Step 5: implement find.py
#
If your storage backend supports approximate nearest neighbor search, you can allow users to use this feature within
docarray. To do so, add a find.py
file that looks like the following:
from typing import TYPE_CHECKING, TypeVar, List, Union
if TYPE_CHECKING:
import numpy as np
# Define the expected input type that your ANN search supports
MyDocumentStoreArrayType = TypeVar('MyDocumentStoreArrayType', np.ndarray, ...)
class FindMixin:
def _find_similar_vectors(
self, query: 'MyDocumentStoreArrayType', limit=10
) -> 'DocumentArray':
"""Expects a MyDocumentStoreArrayType vector query and should return a DocumentArray of results retrieved from
the storage backend"""
...
def _find(
self, query: 'OpenSearchArrayType', limit: int = 10, **kwargs
) -> Union['DocumentArray', List['DocumentArray']]:
"""Returns `limit` approximate nearest neighbors given a batch of input queries.
If the query is a single query, should return a DocumentArray, otherwise a list of DocumentArrays containing
the closest Documents for each query.
"""
...
Make sure to store the distance scores in the .scores
dictionary of the Documents that are being returned with the distance
value as key.
Step 6: summarize everything in __init__.py
.#
Your __init__.py
should look like the following:
from abc import ABC
from .backend import BackendMixin, MyDocStoreConfig
from .getsetdel import GetSetDelMixin
from .seqlike import SequenceLikeMixin
__all__ = ['StorageMixins', 'MyDocStoreConfig']
class StorageMixins(BackendMixin, GetSetDelMixin, SequenceLikeMixin, ABC):
...
Just copying and pasting it should work.
If you have implemented a find.py
module, make sure to also inherit the FindMixin
:
class StorageMixins(FindMixin, BackendMixin, GetSetDelMixin, SequenceLikeMixin, ABC):
...
Step 7: subclass from DocumentArray
#
Create a file mydocstore.py
under docarray/array/
README.md
docarray
|
|--- array
|
|--- mydocstore.py
|--- storage
|
|--- mydocstore
|
|--- __init__.py
|--- getsetdel.py
|--- seqlike.py
|--- backend.py
The file content should look like the following:
from .document import DocumentArray
from .storage.mydocstore import StorageMixins, MyDocStoreConfig
__all__ = ['MyDocStoreConfig', 'DocumentArrayMyDocStore']

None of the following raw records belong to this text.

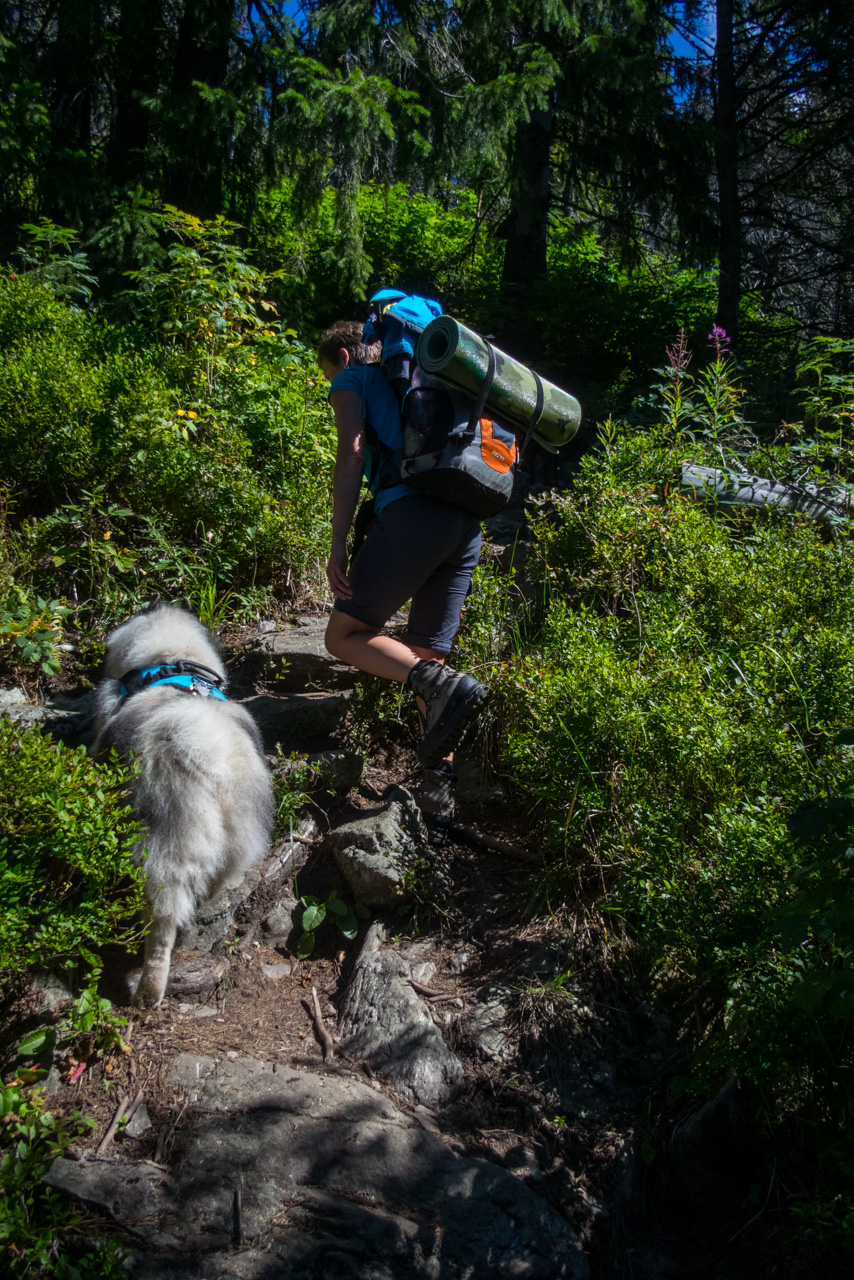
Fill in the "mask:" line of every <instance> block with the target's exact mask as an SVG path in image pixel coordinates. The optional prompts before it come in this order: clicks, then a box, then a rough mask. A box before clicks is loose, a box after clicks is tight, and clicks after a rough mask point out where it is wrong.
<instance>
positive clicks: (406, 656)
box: [325, 609, 453, 760]
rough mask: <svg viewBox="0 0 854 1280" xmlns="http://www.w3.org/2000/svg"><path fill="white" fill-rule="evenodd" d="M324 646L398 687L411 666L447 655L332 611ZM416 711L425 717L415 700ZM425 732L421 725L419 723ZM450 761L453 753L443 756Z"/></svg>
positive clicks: (359, 670)
mask: <svg viewBox="0 0 854 1280" xmlns="http://www.w3.org/2000/svg"><path fill="white" fill-rule="evenodd" d="M325 645H326V649H328V650H329V653H330V654H332V655H333V657H334V658H341V660H342V662H347V663H350V666H351V667H357V668H359V671H366V672H367V675H369V676H380V677H383V678H384V680H396V681H397V682H398V684H399V685H405V684H406V677H407V676H408V673H410V672H411V669H412V667H414V666H415V664H416V663H417V662H421V660H425V662H440V663H444V659H446V658H447V654H444V653H439V650H438V649H421V648H420V646H419V645H408V644H403V641H402V640H396V639H394V637H393V636H387V635H383V632H382V631H376V628H375V627H370V626H367V623H366V622H359V621H357V620H356V618H351V617H350V616H348V614H347V613H341V612H339V611H338V609H335V611H334V613H333V614H332V617H330V618H329V625H328V626H326V637H325ZM416 703H417V708H419V710H420V713H421V717H424V713H425V708H424V701H423V700H421V699H420V698H416ZM421 732H424V722H421ZM446 759H448V760H453V753H451V755H448V756H446Z"/></svg>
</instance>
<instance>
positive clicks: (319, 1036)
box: [311, 986, 335, 1062]
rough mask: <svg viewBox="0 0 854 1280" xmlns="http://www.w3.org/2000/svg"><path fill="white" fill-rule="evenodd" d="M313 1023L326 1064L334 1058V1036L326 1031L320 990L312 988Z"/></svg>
mask: <svg viewBox="0 0 854 1280" xmlns="http://www.w3.org/2000/svg"><path fill="white" fill-rule="evenodd" d="M311 1009H312V1015H311V1021H312V1024H314V1029H315V1034H316V1037H318V1039H319V1041H320V1048H321V1051H323V1060H324V1062H325V1061H326V1059H329V1057H334V1053H335V1046H334V1044H333V1041H332V1036H330V1034H329V1032H328V1030H326V1024H325V1023H324V1020H323V1014H321V1012H320V1001H319V1000H318V988H316V987H315V986H312V987H311Z"/></svg>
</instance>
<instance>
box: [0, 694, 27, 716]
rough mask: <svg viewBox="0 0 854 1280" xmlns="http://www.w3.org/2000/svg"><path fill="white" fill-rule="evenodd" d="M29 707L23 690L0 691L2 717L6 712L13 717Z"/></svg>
mask: <svg viewBox="0 0 854 1280" xmlns="http://www.w3.org/2000/svg"><path fill="white" fill-rule="evenodd" d="M24 707H29V703H28V701H27V695H26V694H24V691H23V689H0V716H3V714H4V712H5V713H6V714H9V716H12V714H13V713H14V712H18V710H23V708H24Z"/></svg>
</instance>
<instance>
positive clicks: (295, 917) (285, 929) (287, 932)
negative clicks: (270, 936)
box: [261, 897, 303, 940]
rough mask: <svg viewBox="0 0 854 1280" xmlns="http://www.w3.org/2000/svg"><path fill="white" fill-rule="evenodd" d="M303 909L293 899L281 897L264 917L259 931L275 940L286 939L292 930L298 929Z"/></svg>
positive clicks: (302, 908)
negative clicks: (274, 938) (260, 927)
mask: <svg viewBox="0 0 854 1280" xmlns="http://www.w3.org/2000/svg"><path fill="white" fill-rule="evenodd" d="M302 911H303V908H302V906H300V904H298V902H297V901H296V899H293V897H283V899H282V901H280V902H277V904H275V906H274V908H273V910H271V911H270V913H269V914H268V915H265V916H264V922H262V924H261V929H262V931H264V933H269V934H273V937H277V938H283V940H284V938H287V937H288V936H289V933H291V931H292V929H297V928H300V924H301V923H302Z"/></svg>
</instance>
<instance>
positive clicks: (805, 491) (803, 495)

class DocumentArrayMyDocStore(StorageMixins, DocumentArray):
def __new__(cls, *args, **kwargs):
return super().__new__(cls)
Step 8: add entrypoint to DocumentArray
#
We are almost there! Now we need to add the entrypoint to DocumentArray
constructor to allow user to use the mydocstore
backend as follows:
from docarray import DocumentArray
da = DocumentArray(storage='mydocstore')
Go to docarray/array/document.py
and add mydocstore
there:
class DocumentArray(AllMixins, BaseDocumentArray):
...
def __new__(cls, *args, storage: str = 'memory', **kwargs) -> 'DocumentArrayLike':
if cls is DocumentArray:
if storage == 'mydocstore':
from .mydocstore import DocumentArrayMyDocStore
instance = super().__new__(DocumentArrayMyDocStore)
elif storage == 'memory':
from .memory import DocumentArrayInMemory
...
Done! Now you should be able to use it like DocumentArrayMyDocStore
!
On pull request: add tests and type-hint#
You are welcome to contribute your extension back to DocArray. You need to include DocumentArrayMyDocStore
in at least the following tests:
tests/unit/array/test_advance_indexing.py
tests/unit/array/test_sequence.py
tests/unit/array/test_construct.py
Please also add @overload
type hint to docarray/array/document.py
.
class DocumentArray(AllMixins, BaseDocumentArray):
...
@overload
def __new__(
cls,
_docs: Optional['DocumentArraySourceType'] = None,
storage: str = 'mydocstore',
config: Optional[Union['MyDocStoreConfig', Dict]] = None,
) -> 'DocumentArrayMyDocStore':
"""Create a MyDocStore-powered DocumentArray object."""
...
Now you are ready to commit the contribution and open a pull request.